Coming soon
We investigate the problem of teaching a robot manipulator to perform dynamic non-prehensile object transport, also known as the ‘robot waiter’ task, from a limited set of real-world demonstrations. We propose an approach that combines batch reinforcement learning (RL) with model-predictive control (MPC) by pretraining an ensemble of value functions from demonstration data, and utilizing them online within an uncertainty-aware MPC scheme to ensure robustness to limited data coverage. Our approach is straightforward to integrate with off-the-shelf MPC frameworks and enables learning solely from task space demonstrations with sparsely labeled transitions, while leveraging MPC to ensure smooth joint space motions and constraint satisfaction. We validate the proposed approach through extensive simulated and real-world experiments on a Franka Panda robot performing the robot waiter task and demonstrate robust deployment of value functions learned from 50-100 demonstrations. Furthermore, our approach enables generalization to novel objects not seen during training and can improve upon suboptimal demonstrations. We believe that such a framework can reduce the burden of providing extensive demonstrations and facilitate rapid training of robot manipulators to perform non-prehensile manipulation tasks.
Real World Videos
MPC Demonstrator
While our approach does not make any assumptions about the source of demonstrations, in this work we use an algorithmic demonstrator because it enables us to easily collect data for different ablation studies. We employ a Model Predictive Control (MPC)-based demonstrator that uses friction cone constraints to enforce object stability, building on the formulation described in [1].

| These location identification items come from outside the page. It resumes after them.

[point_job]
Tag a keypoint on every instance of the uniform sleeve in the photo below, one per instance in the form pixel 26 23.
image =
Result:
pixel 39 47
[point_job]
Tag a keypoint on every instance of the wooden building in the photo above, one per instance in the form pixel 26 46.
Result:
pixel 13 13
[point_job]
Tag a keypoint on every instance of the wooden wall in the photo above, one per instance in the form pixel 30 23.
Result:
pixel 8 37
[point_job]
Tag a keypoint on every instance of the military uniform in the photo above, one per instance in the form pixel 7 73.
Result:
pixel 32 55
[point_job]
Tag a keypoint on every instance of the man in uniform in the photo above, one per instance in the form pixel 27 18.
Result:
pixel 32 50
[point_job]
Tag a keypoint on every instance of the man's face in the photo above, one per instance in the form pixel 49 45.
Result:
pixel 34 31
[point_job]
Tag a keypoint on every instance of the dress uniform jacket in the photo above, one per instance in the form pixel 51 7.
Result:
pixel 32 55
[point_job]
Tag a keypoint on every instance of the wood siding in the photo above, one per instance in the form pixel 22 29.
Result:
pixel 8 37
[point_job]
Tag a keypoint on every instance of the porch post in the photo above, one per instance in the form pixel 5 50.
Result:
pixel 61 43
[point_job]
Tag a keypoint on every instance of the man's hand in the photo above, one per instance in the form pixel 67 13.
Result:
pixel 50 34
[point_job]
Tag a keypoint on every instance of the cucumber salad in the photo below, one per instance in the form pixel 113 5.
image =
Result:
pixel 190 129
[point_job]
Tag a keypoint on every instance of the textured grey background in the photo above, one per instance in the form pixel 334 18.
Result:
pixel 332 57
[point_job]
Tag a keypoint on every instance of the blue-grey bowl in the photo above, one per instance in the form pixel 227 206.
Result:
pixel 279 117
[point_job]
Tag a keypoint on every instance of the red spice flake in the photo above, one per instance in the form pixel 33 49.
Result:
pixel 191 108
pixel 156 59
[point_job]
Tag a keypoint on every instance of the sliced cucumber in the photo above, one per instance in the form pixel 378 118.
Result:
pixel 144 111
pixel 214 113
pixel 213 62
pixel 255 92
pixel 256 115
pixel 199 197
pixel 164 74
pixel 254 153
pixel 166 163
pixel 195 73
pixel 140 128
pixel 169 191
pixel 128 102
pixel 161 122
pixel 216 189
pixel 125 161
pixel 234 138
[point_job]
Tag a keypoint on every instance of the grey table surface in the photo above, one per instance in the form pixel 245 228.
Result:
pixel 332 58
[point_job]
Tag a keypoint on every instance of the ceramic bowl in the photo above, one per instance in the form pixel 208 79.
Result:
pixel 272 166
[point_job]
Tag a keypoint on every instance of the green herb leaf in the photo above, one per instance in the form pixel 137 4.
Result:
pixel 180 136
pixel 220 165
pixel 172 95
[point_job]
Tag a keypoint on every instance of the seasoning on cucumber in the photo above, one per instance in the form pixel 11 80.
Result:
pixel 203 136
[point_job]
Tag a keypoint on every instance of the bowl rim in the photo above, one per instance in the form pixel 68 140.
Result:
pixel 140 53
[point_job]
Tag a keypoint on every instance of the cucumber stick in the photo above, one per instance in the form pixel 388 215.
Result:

We model the object as a rigid body that adheres to the Newton-Euler equation, which states that the sum of the gravitoinertial wrench and the contact wrench equals zero. The gravitoinertial wrench represents the combined effects of gravity and inertia on the object, while the contact wrench represents the forces and torques exerted on the object due to contact with the environment.Our goal is to create an expert that implicitly satisfies the Newton-Euler equation and the friction cone constraints to prevent the object from sliding significantly while reaching the target goal. For this, we assume access only to the robot states and nominal values for the object's friction and inertial properties.We utilize these dynamic equations to formulate a cost function that penalizes end-effector states violating the constraints, while assigning zero cost elsewhere. The gravitoinertial wrench is computed based on the object's mass, inertia, velocities, and accelerations, taking gravity into account. By assuming the object moves minimally on the tray, we approximate its orientation to be similar to that of the end effector. This allows us to rewrite the Newton-Euler equations in the end-effector frame.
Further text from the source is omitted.